L'Eden Cinéma est basée, comme le Barrage, sur la jeunesse de Marguerite Duras dans les colonies d'Indochine française. La pièce raconte la fin de la jeunesse de Suzanne et Joseph, qui vivent avec leur mère devenue folle sur une parcelle de l'administration coloniale, qui s'est rapidement avérée incultivable, car recouverte tous les ans par les marées du Pacifique, qui viennent brûler les récoltes. La Mère, après avoir ruiné sa famille et ses espoirs dans un projet fou de construction de barrages contre le Pacifique, sombre dans un désespoir sourd qui habite la pièce. Dans L'Eden Cinéma, cette mère incarnée par Madeleine Renaud est absente, en retrait, et pourtant centrale. L'essentiel de la pièce réside dans le récit, par ses enfants, de ses dernières années. Elle participe à ce récit, joue parfois, mais demeure toujours à l'écart. « La mère restera immobile sur sa chaise, sans expression, comme statufiée, lointaine, séparée – comme la scène – de sa propre histoire. Les autres la touchent, caressent ses bras, embrassent ses mains. Elle laisse faire : ce qu'elle représente dans la pièce dépasse ce qu'elle est, et elle en est responsable » [1].
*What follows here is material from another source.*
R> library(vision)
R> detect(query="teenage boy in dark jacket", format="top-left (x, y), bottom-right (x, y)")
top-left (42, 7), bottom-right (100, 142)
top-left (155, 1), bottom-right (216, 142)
Comme l'explique Claude Régy, la pièce repose sur une grande part d'irreprésentable : Ainsi, dans la didascalie qui ouvre la pièce, Marguerite Duras décrit deux espaces : d'une part, le bungalow, espace réaliste et représenté – sommairement – par des meubles fatigués présents sur scène, et, d'autre part, autour de ce bungalow, la plaine de Siam s'étendant de la forêt au Pacifique, avec, au loin, figurée, la piste sur laquelle se déplacent les chasseurs et qui mène dans la forêt. Cet espace, qui habite le récit, est un espace qui est, pour le théâtre, figuré, sculpté par la seule lumière. Cet espace symbolique et fantasmé enserre et enclôt ici l'espace réel du bungalow dans lequel les personnages sont comme enfermés. Contrairement à ce qui a très longtemps été la règle au théâtre, on ne voit pas ce qui est dit, et la parole remplace l'action. C'est en cela que Claude Régy peut parler d'une destruction de la théâtralité : pour lui, comme pour Duras, le texte évoque plus que ce qui pourrait être représenté en scène. Il n'est pas nécessaire de représenter la plaine de Siam, le rac, les paysages qui entourent le bungalow et habitent le texte ; le spectateur pourra aisément les imaginer, il lui est laissé le soin de remplir les manques de la mise en scène, de participer à créer l'image scénique dans sa totalité.

On ne trouve, dans L'Eden Cinéma, que peu de scènes réellement « jouées », c'est-à-dire dialoguées. L'essentiel du texte repose sur le récit, interrompu, de temps à autre, par une scène jouée, comme celle qui figure dans cet extrait vidéo. Dans le jeu des acteurs, on perçoit la continuité de ce travail de sape de la théâtralité. Les comédiens ne sont ici pas inscrits dans un registre réaliste. Le travail de Régy recherche une certaine musique du texte, que la profération met en valeur. La déclamation particulière est également empreinte d'un certain détachement, particulièrement flagrant dans cette scène dialoguée, de facture plus classique que le reste du texte. Cette légèreté, ce détachement, est emblématique du travail du metteur en scène : il rejette une incarnation réaliste du personnage, s'intéresse à la profération du texte, qu'il tient pour central dans la représentation. Le détachement de l'acteur, qui ne plaque plus une émotion sur un texte, permet à la parole de résonner et de parvenir au spectateur. Le metteur en scène l'explique d'ailleurs dans la vidéo, où il affirme que sa mise en scène donne la place principale au texte, comme action dramatique à part entière. Dans le même temps, ce type de diction, associé, dans l'extrait, à la mélodie fredonnée par Bulle Ogier, reflète également l'omniprésence de la musique dans L'Eden Cinéma.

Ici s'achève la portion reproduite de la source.